Northumberland Camera Club: Learning to let your ideas evolve
Have you ever wondered why you take photographs? Photography can seem a very hedonistic pastime. Capturing a scene, developing it on a computer and then sharing it online can, on the surface, appear self-indulgent. But the creative need is what makes us human.
When we were little, we were all singing and drawing at much the same level. Compare most five-year-olds’ drawings of a house and there is little to distinguish one from another.
Ask them to sing songs and they all spurt out tunes with the gusto of Adele. Children pick up toys and use their imaginations to embellish tales. They are naturally creative.
Then, along comes our sausage-machine education system. It beats the imagination and innovation out of our kids, trying to force them to all learn and develop in the same way and achieve the same ends, disregarding their individuality.
That way is poorly suited to most learners.
Consequently, we end up with relatively few artists, story tellers and musicians.
There are exceptions that prove the rule. My son attends Gateshead College. It’s truly “outstanding”; the best performing sixth form college in the UK.
Exam results are not the driving force behind getting it to the top of its game, but the joy of creative discovery. Students are encouraged to experiment, make mistakes and work co-operatively.
Just like singing along to the radio or doodling, photography helps satisfy our creative demands. A beginner can pick up a camera, press the shutter button and instantly make rudimentary art.
When others praise the photos, it feels good. Fantastic! It is little wonder photography has become so popular.
However, it is also sometimes warped into something pernicious. People compete to get more ‘Likes’ on Instagram than their rivals, often repeating comfortable images that don’t challenge the mind. Creativity becomes repressed.
Those who are true artists in their hearts don’t create with the intention of outdoing others.

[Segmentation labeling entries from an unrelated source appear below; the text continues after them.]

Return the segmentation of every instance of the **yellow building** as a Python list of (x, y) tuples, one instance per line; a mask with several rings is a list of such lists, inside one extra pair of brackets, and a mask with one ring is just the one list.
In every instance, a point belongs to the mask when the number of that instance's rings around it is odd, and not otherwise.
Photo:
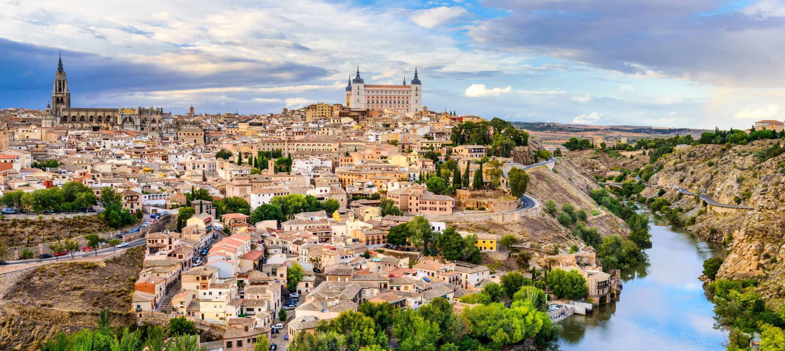
[(333, 115), (333, 106), (329, 103), (314, 103), (305, 109), (305, 121), (328, 118)]
[(477, 234), (477, 243), (475, 244), (480, 251), (496, 251), (496, 234)]

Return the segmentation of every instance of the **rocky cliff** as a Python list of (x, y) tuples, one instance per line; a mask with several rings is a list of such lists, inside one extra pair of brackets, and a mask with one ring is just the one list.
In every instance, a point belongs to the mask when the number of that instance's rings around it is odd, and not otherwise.
[[(686, 228), (710, 240), (723, 241), (728, 255), (719, 277), (761, 277), (761, 293), (781, 302), (785, 281), (785, 154), (766, 159), (765, 150), (778, 141), (756, 141), (748, 145), (696, 145), (663, 157), (662, 170), (649, 183), (679, 186), (706, 194), (719, 203), (751, 206), (728, 210), (706, 206), (696, 197), (666, 195), (673, 206), (681, 206), (695, 224)], [(655, 196), (656, 188), (643, 194)]]

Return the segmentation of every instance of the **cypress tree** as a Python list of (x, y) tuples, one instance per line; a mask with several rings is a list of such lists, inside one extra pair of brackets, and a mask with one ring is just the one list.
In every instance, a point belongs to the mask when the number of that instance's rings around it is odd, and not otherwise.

The French "l'art pour l'art" and Metro Goldwyn Mayer’s motto “ars gratia artis” suggest that creating art is not driven by any such vulgar motivation as competition, only the desire to create.
Six times this year people said to me that they cannot create anything new; what they produced has been done before.
In fact, one of them did not want to look at a photography book for fear of him being influenced by it.
But this isn’t how creativity works. Being creative is about adopting existing ideas then melding and evolving them into something new. Our minds need external influences to inspire us.
Look at any of the great creative achievements. They all evolved from what came before.
So, celebrate others’ photos, learn from them. Then experiment, letting own your ideas evolve. Be creative!